Thursday, September 15, 2011

Bookworm, Just Like Mom

Thank you Mom. Thank you so much for reading, and helping me fall in love with words, sentences and stories.

Fiction, non-fiction, books, magazines, poetry, graffiti, newspapers, letters, emails, whatever.

Thank you for taking me to the Burnaby Public Library when I was little and getting me my own library card. I remember you telling me how important is was to have my own card. My own signature on it. Thank you for encouraging me to join the summer reading club. I can still visualize the list I wrote of all the books I read that summer. Thank you for sharing the yellow loveseat at home with me - you on one end reading your book and me the other side reading mine.

Thank you for volunteering at my elementary school library every week. I loved seeing you there and I love you for that. Thank you for having a bookshelf at home, and even though I kinda cringe at the Stephen King / Danielle Steele genre of books I used to devour (think Grade 8 here, folks, a long time ago) those books gave me the impetus to explore fiction of a better calibre once I gained my own literary consciousness. Perhaps most importantly, thank you for making the written word such a big part of your life, even now reading voraciously and continuing to volunteer at your community library, fixing and shelving books.

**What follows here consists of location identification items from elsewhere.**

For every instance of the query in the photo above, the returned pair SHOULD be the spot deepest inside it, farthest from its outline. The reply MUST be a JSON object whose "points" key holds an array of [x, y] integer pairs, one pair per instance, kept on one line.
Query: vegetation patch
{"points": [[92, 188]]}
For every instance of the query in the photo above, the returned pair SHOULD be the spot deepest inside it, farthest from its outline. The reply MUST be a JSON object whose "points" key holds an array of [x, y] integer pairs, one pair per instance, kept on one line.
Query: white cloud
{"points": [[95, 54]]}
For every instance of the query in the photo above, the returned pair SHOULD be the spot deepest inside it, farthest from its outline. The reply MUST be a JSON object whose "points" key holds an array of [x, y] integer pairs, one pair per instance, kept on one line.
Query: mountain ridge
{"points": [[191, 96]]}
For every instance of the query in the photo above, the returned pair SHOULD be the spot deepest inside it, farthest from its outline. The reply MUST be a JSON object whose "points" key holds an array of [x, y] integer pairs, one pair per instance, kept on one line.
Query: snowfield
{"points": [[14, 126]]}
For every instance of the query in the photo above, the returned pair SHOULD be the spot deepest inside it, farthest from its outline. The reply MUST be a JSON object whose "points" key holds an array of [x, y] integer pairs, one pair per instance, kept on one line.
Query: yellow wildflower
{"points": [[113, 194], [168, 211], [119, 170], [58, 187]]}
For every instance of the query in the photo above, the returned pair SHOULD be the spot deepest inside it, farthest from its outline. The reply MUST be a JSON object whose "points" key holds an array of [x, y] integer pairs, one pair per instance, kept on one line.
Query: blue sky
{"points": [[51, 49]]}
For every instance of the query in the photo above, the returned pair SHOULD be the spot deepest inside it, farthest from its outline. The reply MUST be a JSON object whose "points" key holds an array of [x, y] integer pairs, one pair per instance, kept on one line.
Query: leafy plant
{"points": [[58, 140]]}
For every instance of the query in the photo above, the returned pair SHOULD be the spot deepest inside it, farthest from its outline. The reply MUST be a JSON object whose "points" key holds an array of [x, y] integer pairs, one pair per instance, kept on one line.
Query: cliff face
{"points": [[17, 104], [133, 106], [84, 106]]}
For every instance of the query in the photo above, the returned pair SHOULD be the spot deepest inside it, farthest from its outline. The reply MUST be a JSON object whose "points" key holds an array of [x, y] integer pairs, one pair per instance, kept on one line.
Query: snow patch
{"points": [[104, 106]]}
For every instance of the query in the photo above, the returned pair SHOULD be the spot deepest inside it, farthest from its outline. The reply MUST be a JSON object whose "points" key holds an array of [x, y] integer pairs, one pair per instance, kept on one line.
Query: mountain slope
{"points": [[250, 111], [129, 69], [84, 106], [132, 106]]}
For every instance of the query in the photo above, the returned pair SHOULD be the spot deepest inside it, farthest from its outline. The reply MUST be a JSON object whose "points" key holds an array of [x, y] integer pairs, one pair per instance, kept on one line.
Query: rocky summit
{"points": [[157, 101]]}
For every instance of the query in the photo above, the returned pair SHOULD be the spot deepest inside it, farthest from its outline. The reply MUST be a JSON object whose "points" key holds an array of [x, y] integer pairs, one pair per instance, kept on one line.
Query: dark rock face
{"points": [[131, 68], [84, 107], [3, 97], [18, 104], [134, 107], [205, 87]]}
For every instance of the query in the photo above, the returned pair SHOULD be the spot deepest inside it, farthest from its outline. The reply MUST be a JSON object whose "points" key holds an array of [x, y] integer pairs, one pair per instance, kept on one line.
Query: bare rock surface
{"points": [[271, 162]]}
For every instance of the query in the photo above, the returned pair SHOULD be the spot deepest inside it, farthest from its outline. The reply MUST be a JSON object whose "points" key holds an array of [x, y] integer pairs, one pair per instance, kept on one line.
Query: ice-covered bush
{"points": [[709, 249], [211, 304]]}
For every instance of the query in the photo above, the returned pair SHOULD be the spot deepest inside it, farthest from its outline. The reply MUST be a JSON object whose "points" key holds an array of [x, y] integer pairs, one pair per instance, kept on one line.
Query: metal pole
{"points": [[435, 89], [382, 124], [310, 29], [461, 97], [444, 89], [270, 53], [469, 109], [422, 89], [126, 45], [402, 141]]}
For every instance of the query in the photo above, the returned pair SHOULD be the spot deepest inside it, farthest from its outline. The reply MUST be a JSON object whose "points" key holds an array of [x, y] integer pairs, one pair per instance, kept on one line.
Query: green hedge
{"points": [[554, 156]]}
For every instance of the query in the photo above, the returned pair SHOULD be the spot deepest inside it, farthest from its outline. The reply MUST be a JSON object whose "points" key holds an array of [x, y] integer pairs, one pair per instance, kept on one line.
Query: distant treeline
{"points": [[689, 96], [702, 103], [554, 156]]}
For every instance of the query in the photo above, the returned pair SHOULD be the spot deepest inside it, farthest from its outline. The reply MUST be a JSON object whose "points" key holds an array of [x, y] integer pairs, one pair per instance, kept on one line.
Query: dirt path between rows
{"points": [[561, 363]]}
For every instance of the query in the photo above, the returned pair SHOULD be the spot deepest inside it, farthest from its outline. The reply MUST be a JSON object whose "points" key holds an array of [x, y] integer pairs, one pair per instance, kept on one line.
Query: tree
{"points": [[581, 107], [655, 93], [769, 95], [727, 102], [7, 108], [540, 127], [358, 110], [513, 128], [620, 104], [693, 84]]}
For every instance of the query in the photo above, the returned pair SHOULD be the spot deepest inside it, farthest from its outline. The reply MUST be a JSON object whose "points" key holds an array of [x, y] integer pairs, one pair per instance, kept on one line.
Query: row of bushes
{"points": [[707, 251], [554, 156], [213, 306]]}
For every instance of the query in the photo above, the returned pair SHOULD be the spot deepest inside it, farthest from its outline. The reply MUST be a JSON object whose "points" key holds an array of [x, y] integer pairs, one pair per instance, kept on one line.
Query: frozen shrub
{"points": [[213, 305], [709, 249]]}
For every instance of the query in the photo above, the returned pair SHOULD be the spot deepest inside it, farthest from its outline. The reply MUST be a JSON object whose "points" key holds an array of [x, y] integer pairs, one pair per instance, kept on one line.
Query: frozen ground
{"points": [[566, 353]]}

Because of you reading is a big part of my life. I love words because you showed me how to fall in love with them. It has shaped who I am. 

Today is for you.

I have always wanted to follow in your foot steps and volunteer at my son's library. Well, Paris is now in grade 12 and I kinda missed that boat. This is the last year of Kje in elementary school and my last chance. Also, it was one of those things on my Turning 40 list of things to do that make me happy. 

Today, at 12:15pm I walked into Kje's school library and there he was, checking out some books with the rest of his class. It was my first weekly shift as the volunteer librarian (well, more like volunteer book-shelver). He looked so happy to see me. All his friends came over to say hi, too.

It felt so good to start something I have wanted to do for so long. I stacked 521.3 between 521.2 and 523, and sorted primary books by last name SEU, MAU, DAH.

A blonde boy asked me to help him find a book on cars. We looked together. A cute girl in a pretty dress wanted a princess book but every time I found one for her she said “No, I don’t want that one.” I put books back in their place for lots of small hands. The whole thing made me smile.